車中泊避難の基本を解説するシリーズ企画。事前準備編①では、自家用車で「寝られるか」のチェックポイントを解説。シートアレンジ別の就寝パターンとそのメリット、デメリットなど。

車中泊避難で重要なのは、自家用車で誰が、何人、寝られるか?

車を購入する際に、「何人乗り」という乗車人数は確認するが、「就寝人数」を確認するのは、キャンピングカーくらいだろう。

しかし、避難生活で車中泊を活用するならば、最初に考えるべきは、「このマイカーで家族は何人寝られるか?」という点なのだ。

家族で所有している車の台数と車種を再確認し、一緒に避難生活を送る家族の人数と照らし合わることが、事前準備の大切な第一歩。4人家族だが全員大人で、「ひとりにつき一台」という家庭もあれば、「家族4人で軽自動車一台」ということもある。

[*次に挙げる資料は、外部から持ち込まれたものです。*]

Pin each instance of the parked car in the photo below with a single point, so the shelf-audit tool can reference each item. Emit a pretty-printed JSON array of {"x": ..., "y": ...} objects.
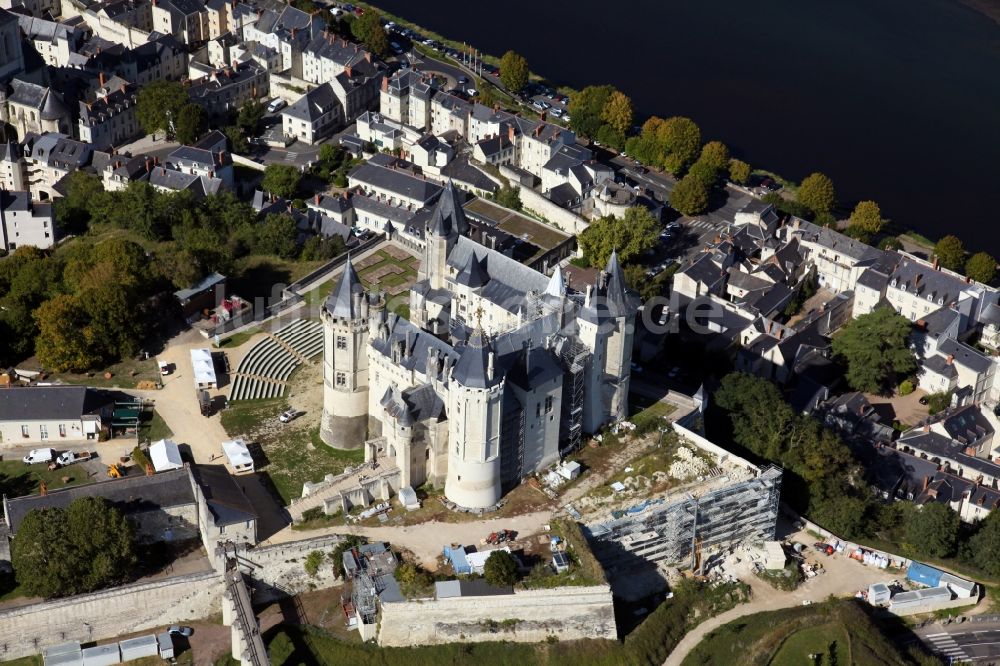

そこで重要になってくるのが、所有しているマイカーのシートアレンジとなる。そのシートアレンジで「誰が、何人寝られるか?」ということを把握しておくこと。

実際に車中泊をしてみると気づくことも多い。写真はホンダ・N‐BOXの車内。軽自動車で家族4人は寝られない。2名が限界だろう。

いくら「ひとり一台」所有していても、2シーターのスポーツカーでは、快適な車中泊は厳しい。しかし、ハイエースのようなワンボックスカーであれば、その一台で全員が寝られることもある。ここでのポイントは、「実際に車中泊できるかどうか」の事前シミュレーションだ。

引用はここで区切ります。